Another recently completed solar and storage project was built by Public Service Electric and Gas (PSE&G), the largest utility in New Jersey, on a former landfill owned by the borough of Highland Park. The project, consisting of 1,764 solar panels, uses 2,000- Tesla batteries to reduce voltage fluctuations that can occur for utility-scale solar projects.
"Developing this solar storage project on a closed landfill allowed us to take space that was otherwise unusable and return it to a productive role," said PSE&G spokesperson Fran Sullivan.
More storage projects, including those on landfills, are possible for PSE&G as New Jersey moves toward new requirements for energy storage. Gov. Phil Murphy has put an emphasis on climate issues in his administration, including a January announcement that the state will aim for 100% clean energy by 2050. One of the steps toward that target is the goal of 600 MW of energy storage by 2021 and 2,000 MW by 2030.
PSE&G had been planning for the need to reduce emissions.
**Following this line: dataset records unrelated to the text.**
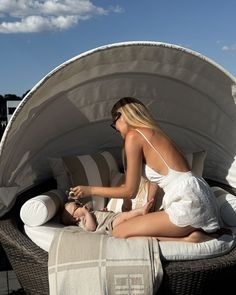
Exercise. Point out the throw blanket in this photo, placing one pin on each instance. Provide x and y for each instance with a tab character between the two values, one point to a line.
90	263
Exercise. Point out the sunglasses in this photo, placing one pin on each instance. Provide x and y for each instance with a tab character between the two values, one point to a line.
113	124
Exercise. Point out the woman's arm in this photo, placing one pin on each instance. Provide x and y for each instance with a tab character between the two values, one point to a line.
133	149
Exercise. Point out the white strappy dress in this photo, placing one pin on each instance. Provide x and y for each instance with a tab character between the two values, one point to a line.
188	199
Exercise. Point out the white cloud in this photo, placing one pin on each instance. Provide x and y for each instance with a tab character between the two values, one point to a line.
231	47
30	16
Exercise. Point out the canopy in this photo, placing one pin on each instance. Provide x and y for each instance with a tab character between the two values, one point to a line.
68	111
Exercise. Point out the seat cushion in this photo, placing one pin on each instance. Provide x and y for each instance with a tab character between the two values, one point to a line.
227	206
170	250
92	169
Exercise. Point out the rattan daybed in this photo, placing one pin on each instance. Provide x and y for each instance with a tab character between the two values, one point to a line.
193	99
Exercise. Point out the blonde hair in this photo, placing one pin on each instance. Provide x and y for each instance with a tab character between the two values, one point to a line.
135	113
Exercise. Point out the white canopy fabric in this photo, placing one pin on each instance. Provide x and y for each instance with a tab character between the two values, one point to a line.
68	111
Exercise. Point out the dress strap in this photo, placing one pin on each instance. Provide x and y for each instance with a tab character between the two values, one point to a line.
153	147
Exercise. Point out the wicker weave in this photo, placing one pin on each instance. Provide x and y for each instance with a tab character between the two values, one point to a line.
207	276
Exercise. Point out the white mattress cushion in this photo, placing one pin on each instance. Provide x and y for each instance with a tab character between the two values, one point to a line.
43	235
40	209
170	250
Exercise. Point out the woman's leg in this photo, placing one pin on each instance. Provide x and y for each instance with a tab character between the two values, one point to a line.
158	224
133	213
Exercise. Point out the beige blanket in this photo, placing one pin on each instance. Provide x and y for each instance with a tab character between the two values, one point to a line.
89	263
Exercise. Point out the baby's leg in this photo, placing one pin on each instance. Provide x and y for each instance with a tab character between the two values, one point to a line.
133	213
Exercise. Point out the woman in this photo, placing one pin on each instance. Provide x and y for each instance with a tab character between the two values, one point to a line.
189	210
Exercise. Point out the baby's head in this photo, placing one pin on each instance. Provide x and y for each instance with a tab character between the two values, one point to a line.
72	213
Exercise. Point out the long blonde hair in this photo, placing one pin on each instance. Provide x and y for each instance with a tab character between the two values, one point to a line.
135	113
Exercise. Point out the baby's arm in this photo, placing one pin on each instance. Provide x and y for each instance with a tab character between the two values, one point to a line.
89	221
152	194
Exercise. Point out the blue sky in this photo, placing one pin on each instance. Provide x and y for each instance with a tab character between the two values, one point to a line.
38	35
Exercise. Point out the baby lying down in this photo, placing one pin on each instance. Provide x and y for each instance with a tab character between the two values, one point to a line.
100	221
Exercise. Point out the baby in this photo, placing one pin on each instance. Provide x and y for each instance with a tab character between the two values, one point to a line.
99	221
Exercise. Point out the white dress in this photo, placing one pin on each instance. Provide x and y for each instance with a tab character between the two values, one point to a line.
188	199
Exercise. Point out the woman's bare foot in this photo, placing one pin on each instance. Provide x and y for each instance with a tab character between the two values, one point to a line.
146	208
200	236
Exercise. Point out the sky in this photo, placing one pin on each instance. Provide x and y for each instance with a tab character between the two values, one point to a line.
36	36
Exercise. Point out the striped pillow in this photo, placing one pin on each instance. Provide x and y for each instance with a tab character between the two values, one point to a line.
227	205
95	170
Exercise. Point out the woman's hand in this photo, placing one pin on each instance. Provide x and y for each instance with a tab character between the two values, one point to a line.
81	191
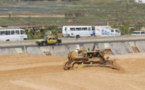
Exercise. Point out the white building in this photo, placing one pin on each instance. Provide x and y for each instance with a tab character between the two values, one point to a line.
140	1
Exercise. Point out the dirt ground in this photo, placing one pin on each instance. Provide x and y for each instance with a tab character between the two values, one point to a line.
23	72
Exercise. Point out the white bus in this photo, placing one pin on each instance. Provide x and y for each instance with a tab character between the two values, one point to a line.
86	31
138	33
12	34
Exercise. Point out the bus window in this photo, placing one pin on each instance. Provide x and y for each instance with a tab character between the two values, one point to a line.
84	29
117	31
93	28
72	29
136	33
12	32
79	29
3	33
142	32
17	32
22	32
112	30
7	32
89	28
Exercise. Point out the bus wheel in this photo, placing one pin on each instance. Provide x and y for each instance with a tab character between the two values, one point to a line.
77	36
44	43
7	40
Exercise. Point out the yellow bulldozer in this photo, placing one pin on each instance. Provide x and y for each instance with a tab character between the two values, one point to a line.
94	58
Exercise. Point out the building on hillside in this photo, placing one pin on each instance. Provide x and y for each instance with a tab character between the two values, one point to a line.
140	1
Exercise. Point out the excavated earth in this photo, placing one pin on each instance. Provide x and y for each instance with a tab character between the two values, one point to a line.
24	72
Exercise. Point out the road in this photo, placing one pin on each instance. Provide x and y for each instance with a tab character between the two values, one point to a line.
68	41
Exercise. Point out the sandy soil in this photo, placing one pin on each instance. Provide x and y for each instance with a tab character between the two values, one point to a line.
22	72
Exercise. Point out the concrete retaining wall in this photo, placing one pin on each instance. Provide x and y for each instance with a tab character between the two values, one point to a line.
141	46
63	50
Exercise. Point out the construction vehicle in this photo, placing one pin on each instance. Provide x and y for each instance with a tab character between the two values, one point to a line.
93	58
48	40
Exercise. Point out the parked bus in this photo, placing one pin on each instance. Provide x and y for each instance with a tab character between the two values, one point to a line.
86	31
138	33
12	34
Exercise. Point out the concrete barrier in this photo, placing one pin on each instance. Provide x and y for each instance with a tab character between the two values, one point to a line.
107	48
134	47
7	51
120	48
59	50
73	47
19	50
101	46
88	46
34	51
141	46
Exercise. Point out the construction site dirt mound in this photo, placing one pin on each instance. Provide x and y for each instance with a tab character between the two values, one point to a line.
23	72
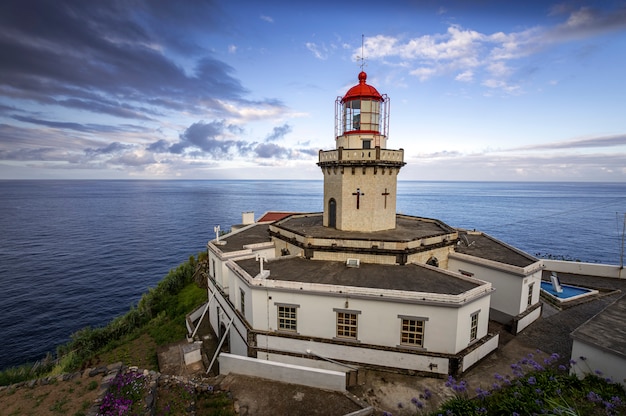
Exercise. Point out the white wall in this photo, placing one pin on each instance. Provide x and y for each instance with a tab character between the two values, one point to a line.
528	319
238	332
480	353
285	373
611	365
511	292
446	329
464	321
355	354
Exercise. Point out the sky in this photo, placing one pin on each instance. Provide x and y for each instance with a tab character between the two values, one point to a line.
152	89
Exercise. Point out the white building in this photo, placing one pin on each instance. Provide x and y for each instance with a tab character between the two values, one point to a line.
360	285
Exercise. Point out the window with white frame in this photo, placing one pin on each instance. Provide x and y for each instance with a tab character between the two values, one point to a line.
530	294
347	324
287	318
474	326
412	332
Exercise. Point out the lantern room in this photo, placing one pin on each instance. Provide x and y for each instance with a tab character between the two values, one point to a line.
361	117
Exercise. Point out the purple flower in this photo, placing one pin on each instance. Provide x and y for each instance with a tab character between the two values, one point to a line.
594	397
427	394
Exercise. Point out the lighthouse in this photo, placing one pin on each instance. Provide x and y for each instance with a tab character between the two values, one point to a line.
360	174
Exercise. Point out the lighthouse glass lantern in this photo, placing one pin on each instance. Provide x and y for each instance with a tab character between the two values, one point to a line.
361	117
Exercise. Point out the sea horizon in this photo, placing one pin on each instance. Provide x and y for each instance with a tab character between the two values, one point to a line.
79	252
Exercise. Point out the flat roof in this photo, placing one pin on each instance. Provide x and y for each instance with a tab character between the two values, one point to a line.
274	216
606	330
257	233
485	247
409	277
407	228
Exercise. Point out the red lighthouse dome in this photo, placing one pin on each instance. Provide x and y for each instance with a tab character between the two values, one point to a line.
362	91
362	111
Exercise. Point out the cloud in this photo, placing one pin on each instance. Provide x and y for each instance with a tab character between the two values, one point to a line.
104	58
271	150
94	128
517	166
465	54
208	138
319	51
112	148
278	133
591	142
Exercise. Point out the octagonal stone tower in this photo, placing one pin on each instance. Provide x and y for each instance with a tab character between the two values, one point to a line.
360	175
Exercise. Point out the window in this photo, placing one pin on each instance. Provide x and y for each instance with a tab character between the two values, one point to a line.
530	294
474	326
287	318
412	332
346	325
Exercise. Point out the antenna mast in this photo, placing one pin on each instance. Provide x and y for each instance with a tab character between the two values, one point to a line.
362	57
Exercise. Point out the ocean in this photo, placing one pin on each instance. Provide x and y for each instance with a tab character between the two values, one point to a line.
79	253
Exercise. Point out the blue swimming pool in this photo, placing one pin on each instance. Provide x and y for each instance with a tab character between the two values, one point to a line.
568	291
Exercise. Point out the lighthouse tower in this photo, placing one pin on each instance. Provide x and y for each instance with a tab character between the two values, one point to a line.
360	175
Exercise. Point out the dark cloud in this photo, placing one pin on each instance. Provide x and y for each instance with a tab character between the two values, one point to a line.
161	146
42	153
102	57
278	133
113	148
208	139
99	128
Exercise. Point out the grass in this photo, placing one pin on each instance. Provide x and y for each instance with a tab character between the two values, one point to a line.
537	385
In 2018 it announced a "Clean Energy Future" plan for $4.2 billion in investments in various clean energy technologies, including $109 million in energy storage. As part of that plan, the utility has submitted a storage proposal to the New Jersey Board of Public Utilities.
If that proposal is approved, Sullivan said, "there would be a component of our efforts that involve solar storage and, under the right circumstances, it is possible we could use more landfills or brownfields for these projects."